When analyzing an experiment, follow these rules:
- Lead with the business-relevant result.
- Do not treat every lift as equally important.
- Separate observed data from modeled impact.
- Do not overclaim causality when the result only supports a directional interpretation.
- Always identify the strategic learning, not just the winning variant.
- Always turn the learning into a decision rule.
- Always recommend the next test.
- Always ask where else the learning applies.
- Prefer clear, human language over internal jargon.
- Make the output useful for executives, operators, and future AI agents.
Use this style for all readouts and summaries:
- Plainspoken
- Punchy
- Specific
- Data-driven
- Commercially aware
- No corporate jargon
- No vague words like “interesting,” “directional,” or “promising” unless needed for accuracy
- No inflated claims
- No burying the business impact
- No “variant performed better” without explaining why it matters
Good:
Builder-first did not mean builder-only. Clearer positioning lifted self-serve, AI setup, pricing intent, and enterprise conversion.
Weak:
The new homepage variant performed well across a number of key metrics and may indicate a positive direction for future testing.
Use this format when sharing learnings in Slack:
New growth learning: [Experiment Name]
Result:
- [Metric/result]
- [Metric/result]
- [Metric/result]
Learning:
[The core learning in one or two sentences.]
Business impact:
[Pipeline, signup, activation, revenue, or efficiency impact. Separate modeled projections from observed results.]
Decision rule:
[What we should do differently next time.]
Next test:
[Recommended follow-up test.]
Question:
[One sharp question that helps the team apply this learning elsewhere.]
Example:
New growth learning: Homepage Builder V1
Result:
- +114% AI setup starts
- +40% enterprise inquiry CVR
- +17% self-serve signup CVR
- +35% pricing traffic
Learning:
Builder-first did not mean builder-only. Clearer positioning helped every audience convert, including enterprise.
Business impact:
Using a conservative 25% sustained inquiry lift, this models to ~$950K in pipeline over the next 6 months.
Decision rule:
Before making a page sound more “enterprise,” ask whether we mean more credible or just more jargon-heavy.
Next test:
Hero language + CTA architecture.
Question:
Where else are we hiding value behind enterprise language?
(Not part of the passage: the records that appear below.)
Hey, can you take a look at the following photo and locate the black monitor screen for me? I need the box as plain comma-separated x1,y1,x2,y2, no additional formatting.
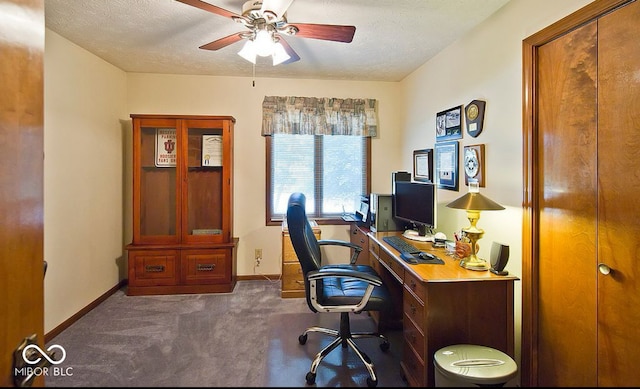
393,181,436,235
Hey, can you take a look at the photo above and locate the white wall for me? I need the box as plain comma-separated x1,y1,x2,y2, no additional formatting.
44,29,127,332
400,0,590,378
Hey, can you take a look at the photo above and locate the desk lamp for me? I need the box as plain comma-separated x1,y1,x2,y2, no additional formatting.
447,181,504,271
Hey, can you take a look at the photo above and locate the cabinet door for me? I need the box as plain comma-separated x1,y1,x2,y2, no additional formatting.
133,118,180,244
182,119,232,243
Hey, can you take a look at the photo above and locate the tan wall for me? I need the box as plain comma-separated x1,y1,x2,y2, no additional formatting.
44,30,127,333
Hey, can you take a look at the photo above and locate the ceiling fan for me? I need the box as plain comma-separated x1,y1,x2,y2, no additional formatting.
177,0,356,65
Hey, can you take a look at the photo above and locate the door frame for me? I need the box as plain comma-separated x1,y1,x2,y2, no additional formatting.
520,0,635,387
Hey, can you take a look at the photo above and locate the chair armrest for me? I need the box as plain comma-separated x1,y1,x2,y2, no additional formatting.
318,239,362,265
307,268,382,286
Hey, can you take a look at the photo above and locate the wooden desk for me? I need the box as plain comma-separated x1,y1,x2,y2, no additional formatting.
368,232,518,387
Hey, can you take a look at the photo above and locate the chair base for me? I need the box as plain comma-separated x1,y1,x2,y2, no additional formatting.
298,312,390,387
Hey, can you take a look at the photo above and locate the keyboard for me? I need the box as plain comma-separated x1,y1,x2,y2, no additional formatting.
382,235,422,254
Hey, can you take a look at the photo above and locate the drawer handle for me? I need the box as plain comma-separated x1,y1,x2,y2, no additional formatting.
196,263,216,271
144,265,164,273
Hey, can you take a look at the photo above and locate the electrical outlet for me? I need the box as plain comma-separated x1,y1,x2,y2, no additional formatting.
254,249,262,266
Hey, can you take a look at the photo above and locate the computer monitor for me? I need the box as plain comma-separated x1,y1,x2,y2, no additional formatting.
393,181,437,240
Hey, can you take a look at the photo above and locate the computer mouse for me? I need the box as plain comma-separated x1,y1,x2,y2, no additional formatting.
419,252,437,260
400,252,418,265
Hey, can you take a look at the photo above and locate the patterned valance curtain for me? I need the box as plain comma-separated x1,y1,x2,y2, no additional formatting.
262,96,378,137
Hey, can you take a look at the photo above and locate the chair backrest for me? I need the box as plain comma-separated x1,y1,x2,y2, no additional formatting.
287,192,322,311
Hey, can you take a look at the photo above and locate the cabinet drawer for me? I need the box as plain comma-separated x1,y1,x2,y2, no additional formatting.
401,347,427,388
180,249,231,285
404,272,427,304
282,234,298,263
129,250,178,286
282,263,304,290
402,286,424,328
402,313,427,362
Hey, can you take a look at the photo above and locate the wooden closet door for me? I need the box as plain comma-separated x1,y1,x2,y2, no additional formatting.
597,1,640,386
534,22,597,387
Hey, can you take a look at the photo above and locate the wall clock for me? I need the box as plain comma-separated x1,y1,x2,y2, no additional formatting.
464,100,486,138
462,144,484,187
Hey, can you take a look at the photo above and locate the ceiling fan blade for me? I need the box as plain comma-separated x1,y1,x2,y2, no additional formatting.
288,23,356,43
176,0,240,18
279,36,300,65
200,32,244,50
260,0,293,19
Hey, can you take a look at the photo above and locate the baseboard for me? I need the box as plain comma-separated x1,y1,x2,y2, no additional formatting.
44,279,127,344
236,274,281,281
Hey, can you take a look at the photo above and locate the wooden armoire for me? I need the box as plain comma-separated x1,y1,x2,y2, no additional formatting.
126,114,238,295
521,0,640,387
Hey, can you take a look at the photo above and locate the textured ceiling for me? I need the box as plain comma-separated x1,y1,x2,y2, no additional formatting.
45,0,509,81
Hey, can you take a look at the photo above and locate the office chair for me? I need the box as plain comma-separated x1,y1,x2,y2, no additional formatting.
287,193,391,387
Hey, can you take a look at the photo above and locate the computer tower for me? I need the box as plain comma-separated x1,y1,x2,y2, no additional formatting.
369,193,403,232
391,171,411,188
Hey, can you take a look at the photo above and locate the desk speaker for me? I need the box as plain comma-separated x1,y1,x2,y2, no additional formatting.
489,242,509,276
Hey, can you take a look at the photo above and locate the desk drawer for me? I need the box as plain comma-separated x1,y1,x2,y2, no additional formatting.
404,265,428,304
369,239,380,257
380,250,404,283
402,313,427,361
402,286,424,328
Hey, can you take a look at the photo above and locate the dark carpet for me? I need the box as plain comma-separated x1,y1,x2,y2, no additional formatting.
45,280,407,387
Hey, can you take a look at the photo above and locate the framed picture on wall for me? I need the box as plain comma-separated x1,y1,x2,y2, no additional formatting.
436,105,462,142
435,140,459,191
413,149,433,182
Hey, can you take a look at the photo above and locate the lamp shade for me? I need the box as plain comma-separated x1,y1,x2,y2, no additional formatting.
447,192,504,211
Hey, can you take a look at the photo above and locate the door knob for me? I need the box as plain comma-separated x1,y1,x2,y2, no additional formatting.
598,263,611,276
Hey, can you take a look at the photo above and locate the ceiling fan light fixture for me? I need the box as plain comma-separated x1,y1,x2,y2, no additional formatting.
238,40,256,65
273,42,291,66
254,30,275,57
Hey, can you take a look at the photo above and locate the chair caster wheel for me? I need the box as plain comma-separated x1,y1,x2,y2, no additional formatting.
305,372,316,385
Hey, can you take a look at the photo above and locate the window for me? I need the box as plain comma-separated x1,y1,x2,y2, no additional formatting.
265,134,371,225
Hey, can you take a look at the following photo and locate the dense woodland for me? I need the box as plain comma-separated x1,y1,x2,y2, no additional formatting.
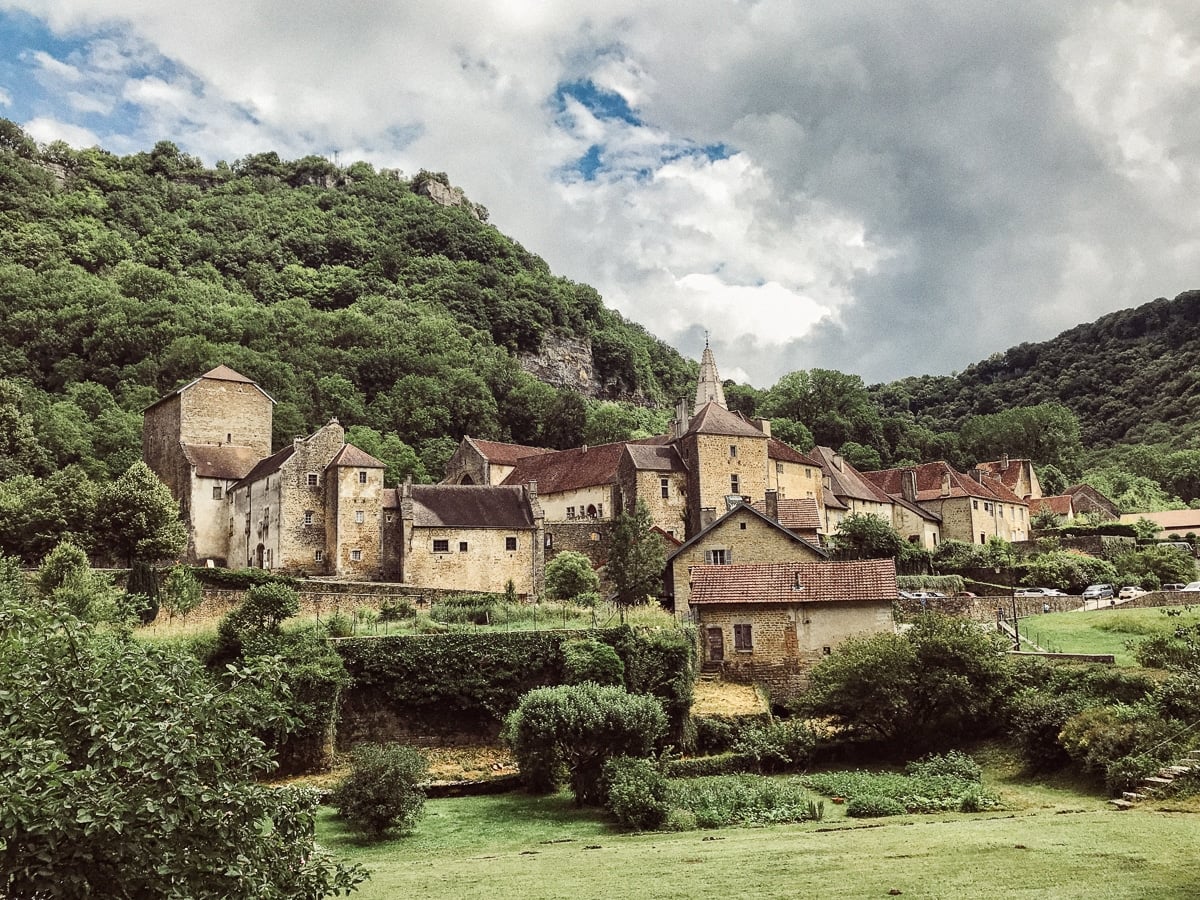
0,120,1200,558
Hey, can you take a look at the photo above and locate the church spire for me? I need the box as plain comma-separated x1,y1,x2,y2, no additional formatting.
696,331,727,413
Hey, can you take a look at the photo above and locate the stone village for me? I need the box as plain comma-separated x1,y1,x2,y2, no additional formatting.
143,347,1115,694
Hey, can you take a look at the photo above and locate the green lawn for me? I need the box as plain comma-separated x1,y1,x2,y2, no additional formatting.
319,776,1200,900
1020,606,1200,666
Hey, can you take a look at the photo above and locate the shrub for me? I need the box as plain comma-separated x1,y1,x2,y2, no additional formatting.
846,794,907,818
330,744,428,840
733,719,817,773
604,756,671,832
504,683,667,805
563,638,625,685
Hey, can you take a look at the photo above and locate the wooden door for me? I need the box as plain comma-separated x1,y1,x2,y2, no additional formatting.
708,626,725,662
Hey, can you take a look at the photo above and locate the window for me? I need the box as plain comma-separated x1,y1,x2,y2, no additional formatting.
733,625,754,650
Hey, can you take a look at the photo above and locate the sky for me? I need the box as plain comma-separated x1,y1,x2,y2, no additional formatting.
0,0,1200,386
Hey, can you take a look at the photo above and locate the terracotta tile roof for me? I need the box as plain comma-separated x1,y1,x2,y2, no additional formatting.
1030,493,1074,516
326,444,388,469
467,437,556,466
181,444,262,481
504,443,625,494
686,401,766,438
688,559,898,606
812,446,892,503
619,444,686,472
413,485,534,529
767,438,821,468
754,497,821,532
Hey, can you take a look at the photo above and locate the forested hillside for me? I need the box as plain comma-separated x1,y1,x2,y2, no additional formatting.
0,120,695,494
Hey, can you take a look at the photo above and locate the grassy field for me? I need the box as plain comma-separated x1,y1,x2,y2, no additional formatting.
319,770,1200,900
1020,606,1200,666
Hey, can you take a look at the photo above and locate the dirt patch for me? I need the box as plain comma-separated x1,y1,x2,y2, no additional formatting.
691,682,768,715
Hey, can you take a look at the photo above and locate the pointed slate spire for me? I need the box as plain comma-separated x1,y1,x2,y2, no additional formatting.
696,332,725,413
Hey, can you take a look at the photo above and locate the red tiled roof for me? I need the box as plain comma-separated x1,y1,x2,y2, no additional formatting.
182,444,262,481
688,559,896,606
467,438,556,466
767,438,821,468
504,444,625,494
754,497,821,532
413,485,534,529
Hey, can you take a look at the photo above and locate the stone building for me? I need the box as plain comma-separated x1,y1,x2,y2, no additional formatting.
691,559,896,702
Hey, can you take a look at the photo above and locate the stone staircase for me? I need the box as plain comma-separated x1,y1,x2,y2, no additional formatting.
1109,750,1200,809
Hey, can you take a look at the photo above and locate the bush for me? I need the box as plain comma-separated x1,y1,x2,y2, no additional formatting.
846,794,907,818
604,756,671,832
733,719,817,773
563,638,625,685
330,744,430,840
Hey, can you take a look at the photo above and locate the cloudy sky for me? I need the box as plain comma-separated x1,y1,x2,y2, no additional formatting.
0,0,1200,386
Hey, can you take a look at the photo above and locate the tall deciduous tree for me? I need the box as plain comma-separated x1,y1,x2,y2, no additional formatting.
605,500,666,622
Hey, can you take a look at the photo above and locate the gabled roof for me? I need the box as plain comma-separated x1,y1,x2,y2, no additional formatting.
504,443,625,494
325,444,388,469
181,444,260,481
463,437,557,466
754,497,821,532
685,401,767,438
688,559,898,606
666,502,829,566
812,446,892,503
142,366,275,413
413,485,534,529
767,438,821,468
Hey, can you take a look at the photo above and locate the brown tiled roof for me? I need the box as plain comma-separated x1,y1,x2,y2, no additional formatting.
467,437,556,466
326,444,388,469
504,444,625,494
413,485,534,529
1030,493,1074,516
182,444,262,481
754,497,821,532
688,559,898,606
812,446,892,503
686,401,766,438
767,438,821,468
619,444,686,472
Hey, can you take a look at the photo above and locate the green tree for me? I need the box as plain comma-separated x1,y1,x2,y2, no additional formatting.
605,500,666,623
0,558,365,900
504,682,667,806
96,462,187,565
546,550,600,600
833,512,904,559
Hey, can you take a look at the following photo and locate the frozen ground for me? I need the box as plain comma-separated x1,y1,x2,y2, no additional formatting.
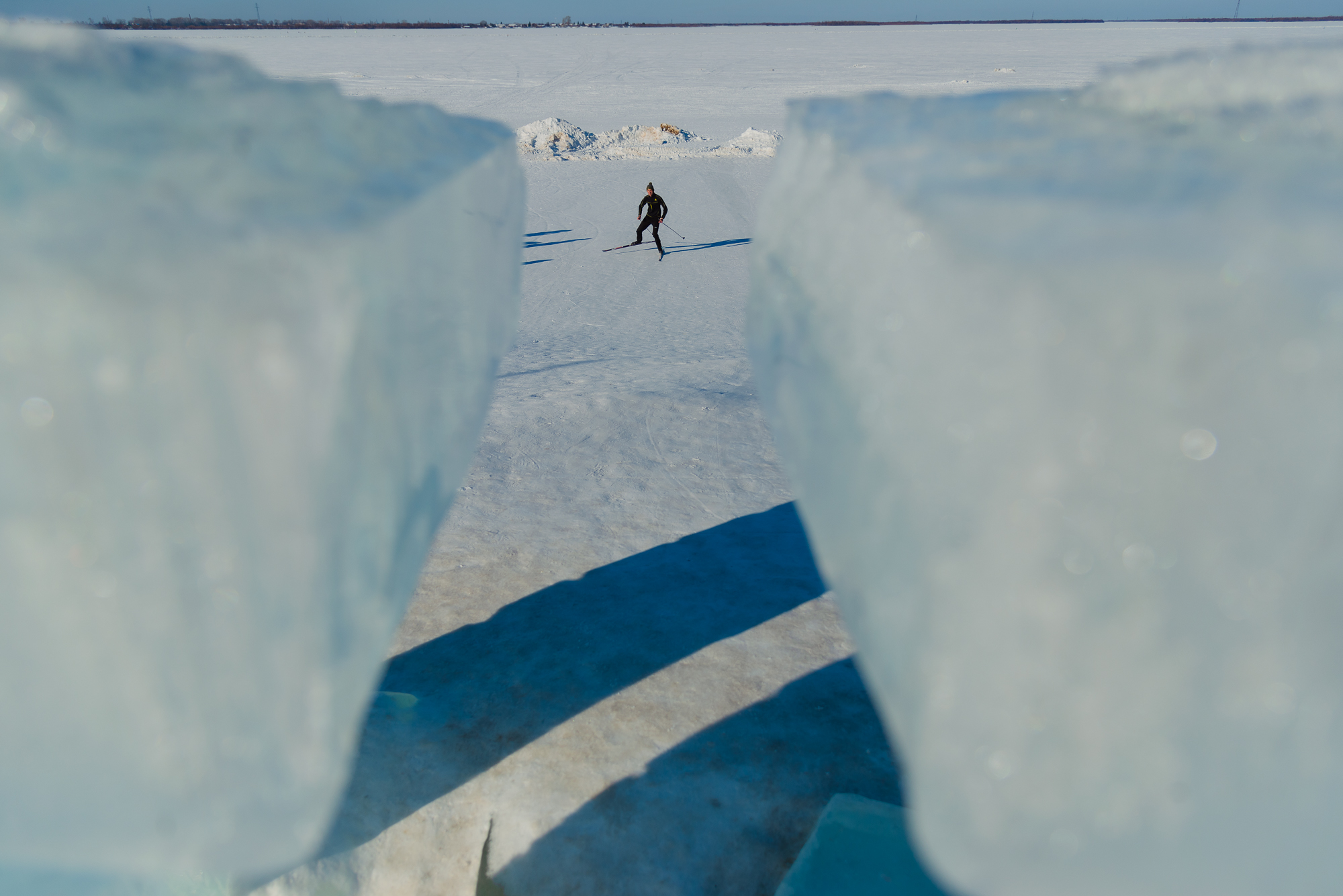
114,24,1343,896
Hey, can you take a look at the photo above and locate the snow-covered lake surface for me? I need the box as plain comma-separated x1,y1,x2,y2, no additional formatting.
111,24,1343,896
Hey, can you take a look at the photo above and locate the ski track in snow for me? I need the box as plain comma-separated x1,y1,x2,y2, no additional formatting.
109,23,1343,896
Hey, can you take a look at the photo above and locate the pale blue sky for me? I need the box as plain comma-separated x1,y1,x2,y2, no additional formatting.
10,0,1343,21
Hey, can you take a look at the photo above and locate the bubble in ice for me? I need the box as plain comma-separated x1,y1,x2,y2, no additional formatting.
1179,430,1217,460
984,750,1015,781
19,396,56,430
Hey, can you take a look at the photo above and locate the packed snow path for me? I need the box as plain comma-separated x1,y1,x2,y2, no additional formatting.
115,24,1343,896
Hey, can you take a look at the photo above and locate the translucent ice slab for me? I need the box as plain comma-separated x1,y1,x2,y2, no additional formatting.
0,24,522,875
749,42,1343,896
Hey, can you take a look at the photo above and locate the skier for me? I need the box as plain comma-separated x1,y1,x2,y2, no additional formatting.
631,181,670,262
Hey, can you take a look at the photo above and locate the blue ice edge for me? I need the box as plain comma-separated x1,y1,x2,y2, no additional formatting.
774,793,948,896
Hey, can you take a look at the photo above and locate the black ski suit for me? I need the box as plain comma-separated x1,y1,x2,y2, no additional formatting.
634,193,667,252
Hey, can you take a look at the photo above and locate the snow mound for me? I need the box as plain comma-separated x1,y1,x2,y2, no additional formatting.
516,118,598,156
717,128,783,158
514,118,780,161
0,21,524,892
748,47,1343,896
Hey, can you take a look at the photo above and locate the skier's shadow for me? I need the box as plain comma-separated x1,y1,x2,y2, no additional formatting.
522,236,592,250
667,239,751,255
320,503,825,856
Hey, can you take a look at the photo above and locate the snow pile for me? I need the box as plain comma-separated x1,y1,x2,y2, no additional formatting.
514,118,598,156
514,118,780,161
720,128,783,158
0,23,522,892
749,48,1343,896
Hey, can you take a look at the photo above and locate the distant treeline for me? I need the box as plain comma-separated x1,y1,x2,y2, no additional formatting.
93,17,492,31
86,16,1343,31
Use this structure for Confluence or leadership updates:
-
Headline
One punchy line that captures the strategic learning. -
Summary
Two to three sentences explaining what changed, what happened, and why it matters. -
Key results
A small table with the highest-signal metrics. -
Business impact
The commercial impact or modeled projection. -
What we learned
Three punchy takeaways. -
How we are reading it
Caveats, nuance, or quality checks. -
Recommended next step
The next test or decision. -
Decision rule
The reusable principle from the test.
For designed executive one-pagers, use the template package in:
assets/figma-exec-readout-template/
Source experiment: Homepage Builder V1
Learning:
Clearer, less jargon-heavy positioning lifted conversion across self-serve, AI setup, pricing intent, and enterprise inquiry CVR.
Decision rule:
Before making a page sound more “enterprise,” ask whether we mean more credible or just more jargon-heavy.
Why it matters:
There was concern that a builder-first homepage would hurt enterprise demand. The test showed the opposite. When the page made the value clearer and easier to understand, enterprise conversion improved too.
Applies to:
- Homepage
- Pricing page
- Paid search landing pages
- AI setup pages
- Startup program pages
- Enterprise demo pages
- Lifecycle upgrade pages
Watchouts:
Validate downstream quality before scaling the learning too broadly. For sales paths, check MQL rate, Stage 2 rate, pipeline created, and segment mix. For self-serve, check activation and retention signals.
Do not treat experiments as status updates.
Treat them as a learning system.
Each test should make the next decision easier.